According to the U.S. Coast Guard, the body responds to cold-water immersion with an increased heartbeat and blood pressure, faster breathing, uncontrolled gasping, and sometimes uncontrolled movement. Lasting anywhere from 30 seconds to a couple of minutes, the cold-shock response can be deadly by itself. Victims may panic, take on water in that first uncontrolled gasp, and as many as 20% die in the first two minutes. An average of 200 people die each year because of cold-water immersion.

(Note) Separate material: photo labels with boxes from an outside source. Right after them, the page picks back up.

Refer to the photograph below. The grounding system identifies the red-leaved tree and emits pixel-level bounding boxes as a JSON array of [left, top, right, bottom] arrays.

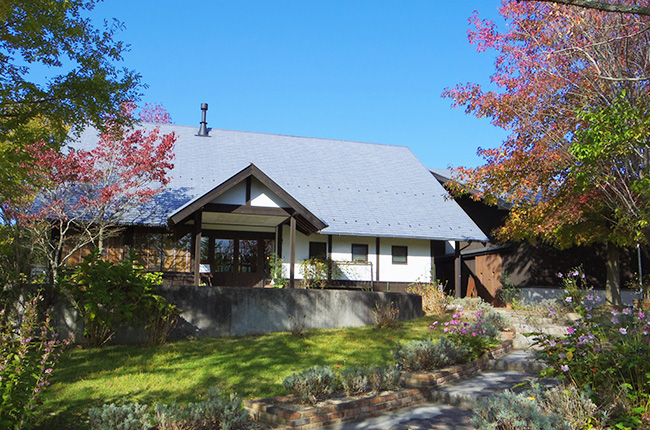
[[10, 105, 176, 281], [443, 0, 650, 304]]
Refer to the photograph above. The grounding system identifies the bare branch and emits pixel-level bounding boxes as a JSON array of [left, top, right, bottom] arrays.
[[517, 0, 650, 16]]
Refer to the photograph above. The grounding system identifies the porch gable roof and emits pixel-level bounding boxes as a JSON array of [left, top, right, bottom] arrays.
[[168, 163, 327, 234]]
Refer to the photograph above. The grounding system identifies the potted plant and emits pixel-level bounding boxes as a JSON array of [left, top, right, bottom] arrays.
[[496, 272, 521, 308], [627, 275, 650, 311]]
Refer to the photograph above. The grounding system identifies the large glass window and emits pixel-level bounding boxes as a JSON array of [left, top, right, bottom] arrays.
[[239, 240, 258, 273], [133, 231, 192, 272], [214, 239, 235, 272], [352, 243, 368, 263]]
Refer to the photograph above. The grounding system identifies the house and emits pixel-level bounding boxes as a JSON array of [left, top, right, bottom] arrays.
[[430, 169, 650, 303], [76, 105, 488, 291]]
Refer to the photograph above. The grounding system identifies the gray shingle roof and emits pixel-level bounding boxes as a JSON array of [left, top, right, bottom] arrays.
[[75, 124, 487, 241]]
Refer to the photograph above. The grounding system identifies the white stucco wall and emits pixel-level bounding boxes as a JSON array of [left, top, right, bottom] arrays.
[[212, 178, 289, 208], [282, 227, 431, 282]]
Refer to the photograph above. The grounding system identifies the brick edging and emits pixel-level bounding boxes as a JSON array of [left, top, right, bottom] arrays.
[[243, 340, 512, 430], [400, 339, 513, 388]]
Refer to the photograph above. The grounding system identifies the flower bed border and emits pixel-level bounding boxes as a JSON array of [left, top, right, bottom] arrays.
[[244, 340, 512, 430]]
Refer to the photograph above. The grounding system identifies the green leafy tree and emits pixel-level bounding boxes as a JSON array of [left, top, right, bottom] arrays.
[[0, 0, 141, 296], [444, 0, 650, 305]]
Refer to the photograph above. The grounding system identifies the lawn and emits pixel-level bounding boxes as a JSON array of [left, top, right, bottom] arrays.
[[36, 315, 448, 430]]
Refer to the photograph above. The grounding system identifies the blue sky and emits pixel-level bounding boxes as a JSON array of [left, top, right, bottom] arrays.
[[85, 0, 505, 168]]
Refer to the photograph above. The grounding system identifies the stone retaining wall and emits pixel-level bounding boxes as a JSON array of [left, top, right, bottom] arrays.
[[401, 340, 512, 388], [244, 388, 430, 430], [244, 340, 512, 430]]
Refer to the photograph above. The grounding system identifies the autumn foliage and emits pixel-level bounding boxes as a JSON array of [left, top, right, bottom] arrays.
[[443, 0, 650, 246], [10, 105, 176, 275]]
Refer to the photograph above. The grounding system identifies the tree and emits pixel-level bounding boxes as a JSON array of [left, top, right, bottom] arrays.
[[14, 105, 176, 281], [443, 0, 650, 304], [519, 0, 650, 16]]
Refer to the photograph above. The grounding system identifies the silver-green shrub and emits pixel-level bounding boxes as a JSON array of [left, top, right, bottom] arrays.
[[283, 366, 335, 404], [155, 388, 248, 430], [88, 403, 153, 430], [341, 367, 370, 396], [472, 384, 598, 430], [368, 365, 402, 392], [393, 336, 469, 372], [480, 309, 512, 339]]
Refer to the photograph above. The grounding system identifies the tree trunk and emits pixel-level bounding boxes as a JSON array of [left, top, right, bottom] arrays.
[[605, 242, 623, 306]]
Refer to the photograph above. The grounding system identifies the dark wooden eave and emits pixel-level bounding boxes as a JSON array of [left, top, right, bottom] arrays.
[[168, 163, 327, 234]]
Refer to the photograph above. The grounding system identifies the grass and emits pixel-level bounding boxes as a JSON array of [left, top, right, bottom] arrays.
[[36, 315, 448, 430]]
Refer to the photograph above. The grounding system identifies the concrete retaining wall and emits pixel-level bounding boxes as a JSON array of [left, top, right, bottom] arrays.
[[165, 286, 423, 337], [53, 286, 424, 344]]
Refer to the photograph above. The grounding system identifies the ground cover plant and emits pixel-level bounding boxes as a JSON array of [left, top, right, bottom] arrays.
[[30, 315, 448, 430], [538, 292, 650, 429]]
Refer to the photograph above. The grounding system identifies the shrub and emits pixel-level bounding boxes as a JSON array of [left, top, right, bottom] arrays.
[[283, 366, 334, 404], [300, 257, 342, 288], [155, 388, 248, 430], [481, 310, 512, 339], [438, 307, 500, 360], [393, 337, 469, 371], [472, 385, 569, 430], [557, 266, 589, 309], [340, 366, 402, 395], [144, 294, 178, 345], [61, 249, 175, 347], [268, 253, 289, 288], [448, 297, 492, 312], [372, 302, 399, 328], [472, 384, 599, 430], [341, 367, 369, 396], [368, 366, 402, 392], [88, 403, 153, 430], [0, 295, 70, 429], [406, 282, 449, 314]]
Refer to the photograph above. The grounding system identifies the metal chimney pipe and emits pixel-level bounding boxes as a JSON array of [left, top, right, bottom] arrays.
[[197, 103, 210, 136]]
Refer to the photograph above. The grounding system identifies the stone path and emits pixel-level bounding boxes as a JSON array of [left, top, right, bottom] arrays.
[[325, 350, 552, 430]]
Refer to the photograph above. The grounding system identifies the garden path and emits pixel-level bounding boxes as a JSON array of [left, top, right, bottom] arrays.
[[325, 350, 553, 430]]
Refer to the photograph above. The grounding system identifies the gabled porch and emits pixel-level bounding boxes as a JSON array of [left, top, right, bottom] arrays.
[[168, 163, 327, 288]]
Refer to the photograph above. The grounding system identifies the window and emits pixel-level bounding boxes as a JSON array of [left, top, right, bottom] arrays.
[[352, 243, 368, 263], [309, 242, 327, 259], [393, 246, 408, 264]]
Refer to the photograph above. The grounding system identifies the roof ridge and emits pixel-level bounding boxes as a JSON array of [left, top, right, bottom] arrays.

Zack's Law would require state government agencies and local governments to erect signs on or near bridges and along waterways to warn people of cold-water shock and drowning hazards. Signs would be erected at the same time upgrades are made to bridges and other water-adjacent infrastructure so there would be no significant costs to taxpayers. The legislation also creates a mechanism for the public to donate funds to the state for the purpose of erecting signs warning of cold-water shock hazards along Washington waterways.

On Sept. 29, Abbarno and Rager's family gathered at the old railroad bridge along the Chehalis River in Lewis County where the young man drowned to announce the legislation.

“My son was an all-around amazing kid,” said Lee Hines, Zack's stepfather. “He did everything he could to help everybody. After learning how many lives he touched, we knew we had to keep doing something for him to continue touching other lives and making a difference. If this means his loss is saving somebody else's life, that's what we are pursuing.”

Additionally, the bill directs the Washington State Parks and Recreation Commission to install a sign in memory of Rager on or near the Willapa Hills Trail railroad bridge that provides information about the hazards of cold-water shock.

“No family should have to go through such a tragedy like this one. Zack's accident was entirely preventable,” said Abbarno. “Had Zack known about the frigid water and its dangers, he might still be alive today. With proper signage at these locations, other families might not have to suffer a similar loss.”

Abbarno says his legislation has bipartisan support, as evidenced by having five Democratic and five Republican co-sponsors. The measure will be referred to a committee once the 2022 session begins. Abbarno says he intends to seek an immediate public hearing to move the legislation forward.